Mutual information (MI) and cross correlation (CC) results for the V25A25 R-theta stimulus type in representative subjects with and without perceived direction reversals

In Fig. 9B, a plot of the percent difference (PD) from mutual information analysis Math versus mutual information between IA velocity and sled speed (MSI) is shown. For all stimuli, PD was greater than zero, indicating that percepts were more similar to sled-speed than IA velocity (i.e., MISS > MIIA). In addition, a regression between PD and MSI shows that PD increased as the similarity between sled speed and actual IA velocity (MSI) declined (P < 0.001); i.e., the more difference there was between sled speed and IA velocity, the more apparent the similarity of the perceived motion and sled speed. Both observations confirm our qualitative assessment that percepts more closely followed extra-otolith cues (sled speed), than actual IA velocity.

Trajectory-shift paradigm

Figures 10 and 11 show responses and the perceived paths of travel reported by subjects during the trajectory-shift experiment. Figure 10 displays the actual joystick reports from the two individual trials that typify the two general categories of observed responses. In addition, a derived version of the “path” (with caveats on its interpretation, as described in methods), calculated by integrating the velocity of travel in the IA and NO directions to generate a graph of position in space, is displayed (cf. methods). Each symbol along this calculated path represents a 150-ms time interval. Figure 11 shows these path calculations for the last four trials in each direction (forward or backward trajectory shift) for each of the five subjects used in this experiment.

FIG. 10.

Representative responses showing the 2 types of morphologies observed during trajectory-shift trials. In each panel, the IA (—) and NO (- - -) components of the stimulus are shown in the top trace with the corresponding perceptual responses indicated immediately below. Bottom trace: estimate of path traveled (open circles, with each symbol reflecting a 150-ms time interval) and the actual motion (solid lines) as calculated by a mathematical integration of the IA and NO components of the reported and actual motion profiles, respectively. A: morphologically accurate report of motion consisting of an initial horizontal motion followed by an oblique movement as indicated by simultaneous joystick reports of IA and NO components. In B, the subject reports IA motion until the direction change, at which point a diagonal motion is reported. Before the cessation of motion, the perception of an NO component diminishes, and the subject reports purely IA motion.

FIG. 11.

Trajectory-shift results for all 5 subjects tested. Each row contains responses from a single subject. Left: responses from forward trajectory shifts, and right: backward shifts. Different shades of gray reflect different trials, and each symbol reflects a 150-ms time interval. The actual path is shown as a solid black line. Although trials can consist of either right- or leftward motion, data have been transformed for display purposed to a left-to-right motion. Subjects begin at the right side of the trajectory path, facing toward the top of the figure. IA motion to the right ensues, with a direction change occurring near the middle of the path, such that the subject moves obliquely forward (left column) or backward (right column).
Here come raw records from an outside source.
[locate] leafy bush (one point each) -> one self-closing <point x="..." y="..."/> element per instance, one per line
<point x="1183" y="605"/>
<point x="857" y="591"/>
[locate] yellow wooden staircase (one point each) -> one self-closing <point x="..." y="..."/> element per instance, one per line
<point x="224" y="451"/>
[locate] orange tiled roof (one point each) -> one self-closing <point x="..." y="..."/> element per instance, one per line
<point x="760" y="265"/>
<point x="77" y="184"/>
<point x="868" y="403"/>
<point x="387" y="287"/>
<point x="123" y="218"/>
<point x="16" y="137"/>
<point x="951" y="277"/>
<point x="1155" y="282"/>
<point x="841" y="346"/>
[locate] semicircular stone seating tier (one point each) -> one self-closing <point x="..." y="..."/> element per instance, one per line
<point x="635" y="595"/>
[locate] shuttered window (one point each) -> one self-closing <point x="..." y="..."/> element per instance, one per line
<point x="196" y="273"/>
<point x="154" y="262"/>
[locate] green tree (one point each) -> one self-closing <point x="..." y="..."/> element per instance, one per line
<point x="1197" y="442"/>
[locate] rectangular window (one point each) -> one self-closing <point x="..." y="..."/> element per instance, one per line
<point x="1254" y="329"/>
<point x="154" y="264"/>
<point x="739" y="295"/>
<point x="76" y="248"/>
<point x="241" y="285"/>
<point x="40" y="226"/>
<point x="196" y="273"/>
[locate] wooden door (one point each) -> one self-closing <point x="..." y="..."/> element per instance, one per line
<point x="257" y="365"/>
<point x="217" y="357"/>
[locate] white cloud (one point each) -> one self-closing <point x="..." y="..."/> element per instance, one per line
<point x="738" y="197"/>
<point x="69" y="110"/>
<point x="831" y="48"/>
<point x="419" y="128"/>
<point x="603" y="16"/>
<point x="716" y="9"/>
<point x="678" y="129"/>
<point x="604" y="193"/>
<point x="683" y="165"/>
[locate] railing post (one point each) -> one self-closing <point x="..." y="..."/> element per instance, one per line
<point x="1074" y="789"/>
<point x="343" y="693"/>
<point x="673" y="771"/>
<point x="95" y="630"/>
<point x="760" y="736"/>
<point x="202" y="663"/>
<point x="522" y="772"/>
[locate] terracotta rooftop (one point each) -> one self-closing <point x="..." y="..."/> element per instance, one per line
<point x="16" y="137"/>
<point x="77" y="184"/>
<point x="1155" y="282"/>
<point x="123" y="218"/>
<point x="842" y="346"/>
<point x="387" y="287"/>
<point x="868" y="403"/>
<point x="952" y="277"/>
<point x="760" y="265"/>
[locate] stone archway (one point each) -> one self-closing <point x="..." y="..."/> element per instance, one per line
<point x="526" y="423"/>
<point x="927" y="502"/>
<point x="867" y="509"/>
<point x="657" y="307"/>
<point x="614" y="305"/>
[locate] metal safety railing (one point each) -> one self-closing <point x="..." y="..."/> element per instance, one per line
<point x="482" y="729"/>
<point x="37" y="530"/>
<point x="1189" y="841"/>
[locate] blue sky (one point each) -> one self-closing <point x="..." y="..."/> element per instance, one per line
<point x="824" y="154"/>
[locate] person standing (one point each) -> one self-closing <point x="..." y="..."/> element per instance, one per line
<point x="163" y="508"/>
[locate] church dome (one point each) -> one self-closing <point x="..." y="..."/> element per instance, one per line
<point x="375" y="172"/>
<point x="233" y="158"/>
In general, subjects perceived the initial period of IA translation accurately with respect to direction, much like in sled-only trials reported in the preceding text. All five subjects reported purely IA motion in the appropriate direction for the stimulus period preceding the change in path direction. However, after the mid-trial change in motion trajectory, nearly all subjects failed to report the altered motion accurately. This included errors in excursion, direction, or both.

Responses after the change in direction were somewhat variable but shared some salient features. Directional errors, in which subjects did not correctly identify whether the mid-trial trajectory shift was in the forward or backward direction, were quite common. For the last four forward and backward trials, only one subject correctly identified the direction (Fig. 11, subject 6). One subject identified direction shifts in either direction as backward trajectory shifts (Fig. 11, subject 10), and one subject appeared to determine the direction quite randomly (Fig. 11, subject 2).
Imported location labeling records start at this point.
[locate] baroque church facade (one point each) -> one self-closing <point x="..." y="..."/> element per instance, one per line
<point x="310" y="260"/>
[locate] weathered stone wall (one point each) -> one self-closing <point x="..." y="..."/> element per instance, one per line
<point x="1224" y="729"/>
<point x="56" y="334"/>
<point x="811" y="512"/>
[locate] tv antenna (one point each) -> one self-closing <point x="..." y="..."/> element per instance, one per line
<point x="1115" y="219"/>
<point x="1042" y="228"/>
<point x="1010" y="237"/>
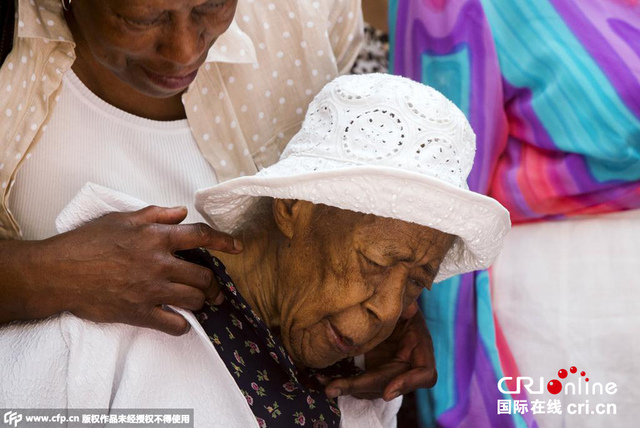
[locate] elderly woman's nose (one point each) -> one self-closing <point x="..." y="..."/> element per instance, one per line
<point x="183" y="44"/>
<point x="387" y="304"/>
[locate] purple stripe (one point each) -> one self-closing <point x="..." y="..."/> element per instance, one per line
<point x="486" y="89"/>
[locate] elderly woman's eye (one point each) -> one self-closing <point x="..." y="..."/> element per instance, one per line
<point x="417" y="283"/>
<point x="211" y="5"/>
<point x="142" y="23"/>
<point x="371" y="262"/>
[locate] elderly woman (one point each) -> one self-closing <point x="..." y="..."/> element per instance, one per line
<point x="367" y="207"/>
<point x="132" y="96"/>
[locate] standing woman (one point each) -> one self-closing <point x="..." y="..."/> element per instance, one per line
<point x="136" y="97"/>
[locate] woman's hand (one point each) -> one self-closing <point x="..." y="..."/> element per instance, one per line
<point x="402" y="363"/>
<point x="118" y="268"/>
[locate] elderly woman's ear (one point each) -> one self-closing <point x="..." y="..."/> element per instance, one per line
<point x="290" y="214"/>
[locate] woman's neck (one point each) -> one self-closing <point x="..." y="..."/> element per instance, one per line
<point x="254" y="273"/>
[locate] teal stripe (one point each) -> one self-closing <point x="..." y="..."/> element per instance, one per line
<point x="393" y="18"/>
<point x="450" y="74"/>
<point x="439" y="307"/>
<point x="596" y="126"/>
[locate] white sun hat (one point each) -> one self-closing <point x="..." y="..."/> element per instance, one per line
<point x="382" y="145"/>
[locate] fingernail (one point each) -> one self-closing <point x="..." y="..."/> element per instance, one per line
<point x="334" y="392"/>
<point x="237" y="244"/>
<point x="219" y="300"/>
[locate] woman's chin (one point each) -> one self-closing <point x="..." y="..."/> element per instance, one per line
<point x="315" y="360"/>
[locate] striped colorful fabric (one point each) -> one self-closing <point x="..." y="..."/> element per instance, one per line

Responses that closely reflected the actual path—a motion along the IA axis for the first half of the trial, followed by a motion along a diagonal path for the remainder of the trial–were quite rare, even ignoring direction. Subject 2 displayed this behavior on some trials in the backward direction (Figs. 10A and 11, top right), although with sporadic directional errors and unusually long latency for the report of the NO component of travel (which, given our normalization procedures, are observable in Figs. 10 and 11 as excursions in the purely IA direction beyond the midpoint of travel).

The other four subjects all appropriately report IA motion during the first half of travel, and then a brief period of an NO component of motion associated with the change in trajectory direction, though individual subjects presented distinctive variations of this rough response morphology. Subject 10 (Figs. 10B and 11, 4th row) reported a perception of nearly constant IA velocity throughout the entire motion stimulus, with a brief 0.5-s presence of an NO component that occurred with the direction change. Thus this subject reported and IA motion, followed by a diagonal motion. Prior to the actual cessation of the diagonal motion, the subject's perception of an NO motion component diminished to zero, and the subject ended the trial with a report of purely IA motion.

Subject 3 shows similar response morphology; however, his perception of an NO motion component it not accompanied by and IA component (Fig. 11, row 2). Thus the overall perception is a purely IA motion prior to the direction change with the change in direction causing a brief period of purely NO motion, which then reverts to purely IA motion prior to the cessation of motion. Subjects 2 and 12 experience similar periods of purely NO motion perception, although in many trials the perception never reverts back to a period of IA motion.

Our data indicate that subjects perform remarkably poorly and very rarely replicate the actual path of motion during trajectory-shift trials.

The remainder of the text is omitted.